Defining Cellular Phenotype Workshop

April 21, 2015 - April 22, 2015

In Person

On April 21-22, 2015, the NIH sponsored a workshop entitled “Defining Cellular Phenotype” to assist in gaining a better understanding of functional cell types in the brain. The goals of the workshop were to share information on how investigators are currently describing cellular phenotype and to determine whether there are novel approaches to better quantify, evaluate, understand, and communicate this complex concept.

The workshop attendees concluded that the research community should work toward a consensus on which cellular features (morphological, spatial, molecular, “functional”) are measured as part of a larger effort to classify cells in the brain.

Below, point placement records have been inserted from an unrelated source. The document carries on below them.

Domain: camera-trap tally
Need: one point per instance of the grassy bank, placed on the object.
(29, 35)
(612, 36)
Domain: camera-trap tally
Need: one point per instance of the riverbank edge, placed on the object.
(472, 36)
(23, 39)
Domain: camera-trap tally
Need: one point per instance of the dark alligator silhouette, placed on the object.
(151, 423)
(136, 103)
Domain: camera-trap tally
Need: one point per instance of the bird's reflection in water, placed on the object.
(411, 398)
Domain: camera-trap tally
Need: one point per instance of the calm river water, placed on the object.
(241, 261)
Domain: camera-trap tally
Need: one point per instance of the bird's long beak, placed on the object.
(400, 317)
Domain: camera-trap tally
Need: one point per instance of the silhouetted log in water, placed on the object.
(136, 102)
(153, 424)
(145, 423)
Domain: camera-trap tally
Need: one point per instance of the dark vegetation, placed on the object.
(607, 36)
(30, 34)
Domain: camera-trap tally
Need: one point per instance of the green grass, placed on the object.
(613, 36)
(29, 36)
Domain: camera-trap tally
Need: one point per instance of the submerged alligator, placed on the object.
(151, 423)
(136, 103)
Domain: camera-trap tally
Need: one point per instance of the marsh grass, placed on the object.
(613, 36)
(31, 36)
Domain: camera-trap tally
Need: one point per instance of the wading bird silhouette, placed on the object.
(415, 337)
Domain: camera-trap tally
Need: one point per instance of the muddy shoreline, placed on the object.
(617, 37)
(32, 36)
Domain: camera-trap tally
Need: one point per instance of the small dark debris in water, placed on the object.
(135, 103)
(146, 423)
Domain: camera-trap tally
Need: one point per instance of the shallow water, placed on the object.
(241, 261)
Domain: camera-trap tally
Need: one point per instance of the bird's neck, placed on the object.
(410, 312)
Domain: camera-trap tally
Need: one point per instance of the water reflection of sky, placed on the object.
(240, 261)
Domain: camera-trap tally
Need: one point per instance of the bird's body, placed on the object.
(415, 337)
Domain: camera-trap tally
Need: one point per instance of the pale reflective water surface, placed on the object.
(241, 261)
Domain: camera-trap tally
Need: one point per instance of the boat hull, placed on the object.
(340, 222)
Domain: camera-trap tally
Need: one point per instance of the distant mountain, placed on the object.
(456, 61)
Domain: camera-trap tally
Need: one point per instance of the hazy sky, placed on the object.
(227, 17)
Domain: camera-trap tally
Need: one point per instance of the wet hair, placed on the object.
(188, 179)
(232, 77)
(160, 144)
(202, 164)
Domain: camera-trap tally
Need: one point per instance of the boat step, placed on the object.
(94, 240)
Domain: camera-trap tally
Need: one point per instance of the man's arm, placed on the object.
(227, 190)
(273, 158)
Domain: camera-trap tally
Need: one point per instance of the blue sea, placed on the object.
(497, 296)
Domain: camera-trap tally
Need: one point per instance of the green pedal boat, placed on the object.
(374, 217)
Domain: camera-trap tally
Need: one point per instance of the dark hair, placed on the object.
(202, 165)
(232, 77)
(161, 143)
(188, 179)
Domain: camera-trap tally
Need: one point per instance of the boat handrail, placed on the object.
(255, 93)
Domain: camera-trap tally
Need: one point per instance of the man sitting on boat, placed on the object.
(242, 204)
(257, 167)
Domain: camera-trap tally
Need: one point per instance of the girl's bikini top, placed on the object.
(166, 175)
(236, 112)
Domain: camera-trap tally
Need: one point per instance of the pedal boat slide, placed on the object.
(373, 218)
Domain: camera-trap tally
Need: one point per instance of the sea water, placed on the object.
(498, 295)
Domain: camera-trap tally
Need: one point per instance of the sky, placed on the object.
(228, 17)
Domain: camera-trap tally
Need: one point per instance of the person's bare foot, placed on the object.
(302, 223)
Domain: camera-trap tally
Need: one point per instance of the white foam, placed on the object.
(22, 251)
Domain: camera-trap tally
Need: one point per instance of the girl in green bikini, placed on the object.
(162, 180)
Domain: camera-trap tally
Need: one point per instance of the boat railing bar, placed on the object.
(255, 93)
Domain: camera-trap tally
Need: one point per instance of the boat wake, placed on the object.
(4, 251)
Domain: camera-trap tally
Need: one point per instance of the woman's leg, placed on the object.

At this point in the elaboration of a “theory of cellular phenotype” all agreed that the more quantifiable data and metadata generated for each of the four areas highlighted in this workshop, the more likely it is that insightful predications of biological functioning over a cell’s lifespan will be possible.

Priority areas include:

Developing quantifiable measures
Gathering dynamic information related to cellular phenotype
Increasing spatial knowledge of cellular environment and interactions (or connections)

Meeting Agenda

Tuesday, April 21, 2015

1:30 p.m.

Welcome – Opening Remarks

Thomas Insel, Director, National Institute of Mental Health

Workshop Goals and Overview

Andrea Beckel-Mitchener, National Institute of Mental Health
James Eberwine, University of Pennsylvania

2:00 p.m.

SESSION 1: MORPHOLOGICAL CONSIDERATIONS
Type identification and classification: lessons from history of Systematics

Junhyong Kim, University of Pennsylvania

Towards Imaging DNA, RNA, and Proteins With Nanoscale Precision Throughout Entire Neurons and Neural Networks

Ed Boyden, Massachusetts Institute of Technology

2:40 p.m.

Breakout groups with moderators:

3:10 p.m.

Reconvene and Summarize (Location: Room D)

3:30 p.m.

BREAK

3:45 p.m.

SESSION 2: MOLECULAR SIGNATURES

Big data in astronomy: classifying and correlating millions of galaxy images

Bhuvnesh Jain, Astrophysicist, University of Pennsylvania

Drop-Seq: massively parallel single cell RNA-seq for analyzing complex tissues.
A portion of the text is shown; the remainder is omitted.